Dopo le verifiche preliminari effettuate nelle settimane scorse, il cantiere è entrato nel vivo in questi giorni. Gli operai stanno demolendo le vecchie mattonelle che lasceranno il posto alle nuove. Una buona notizia per il litorale, un cantiere partito grazie al pressing dell’Amministrazione Comunale che, insieme alle riqualificazioni del patrimonio pubblico che sta portando avanti, è attenta a segnalare e agire nei confronti di quegli immobili privati in situazione di abbandono e/o degrado

Questi i passi principali della vicenda della terrazza Belvedere:

Il 17 luglio 2015 l’Amministrazione Comunale (Ufficio Demanio Marittimo) ha inviato formale diffida al concessionario dello stabilimento, avviando quindi un procedimento amministrativo volto al rispetto di quanto previsto dalla concessione (manutenzione della terrazza), riservandosi l’Ufficio “la facoltà di provvedere d’ufficio ed a spese del concessionario all’esecuzione dei lavori ritenuti necessari oppure, qualora lo ritenga opportuno, di dichiarare la decadenza della società dalla concessione ai sensi dell’art.47 Codice della Navigazione.”

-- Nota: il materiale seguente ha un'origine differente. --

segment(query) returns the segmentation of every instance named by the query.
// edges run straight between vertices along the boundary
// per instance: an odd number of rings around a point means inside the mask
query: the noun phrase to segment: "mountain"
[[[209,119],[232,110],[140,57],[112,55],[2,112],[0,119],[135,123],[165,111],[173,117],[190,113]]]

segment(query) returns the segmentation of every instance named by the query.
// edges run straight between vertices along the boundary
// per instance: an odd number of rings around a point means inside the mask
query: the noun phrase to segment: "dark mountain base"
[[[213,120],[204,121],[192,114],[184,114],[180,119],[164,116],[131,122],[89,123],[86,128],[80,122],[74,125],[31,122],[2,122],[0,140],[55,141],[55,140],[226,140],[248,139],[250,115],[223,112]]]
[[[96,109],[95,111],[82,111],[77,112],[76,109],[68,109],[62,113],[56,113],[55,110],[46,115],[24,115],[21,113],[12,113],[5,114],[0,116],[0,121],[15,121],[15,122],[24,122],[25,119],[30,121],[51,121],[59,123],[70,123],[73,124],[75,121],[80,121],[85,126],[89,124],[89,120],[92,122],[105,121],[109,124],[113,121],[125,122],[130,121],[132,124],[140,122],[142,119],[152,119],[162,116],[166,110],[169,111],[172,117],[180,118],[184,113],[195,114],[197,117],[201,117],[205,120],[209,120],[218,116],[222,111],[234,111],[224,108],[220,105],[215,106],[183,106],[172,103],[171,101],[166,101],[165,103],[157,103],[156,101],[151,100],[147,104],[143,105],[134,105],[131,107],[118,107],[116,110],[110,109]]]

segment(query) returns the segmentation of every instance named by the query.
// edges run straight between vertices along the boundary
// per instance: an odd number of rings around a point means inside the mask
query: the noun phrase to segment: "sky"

Nell’ambito del procedimento amministrativo, la Società concessionaria ha avuto incontri col responsabile del procedimento ed il dirigente comunale preposto, cui hanno fatto seguito due note degli impegni assunti, l’ultima delle quali richiedeva e sollecitava la presentazione entro il 15 gennaio 2016 di un progetto avente le caratteristiche necessarie per essere sottoposto all’esame del Collegio del Paesaggio, da realizzare in due lotti in due annualità consecutive per agevolare la società concessionaria nella spesa da affrontare;

l’Amministrazione Comunale da parte sua si era resa disponibile” per una valutazione congiunta del progetto” di manutenzione, anche in vista di interventi del Comune (a proprie spese) “di completamento e di arredo urbano atti a garantire una più proficua fruizione pubblica dell’area”.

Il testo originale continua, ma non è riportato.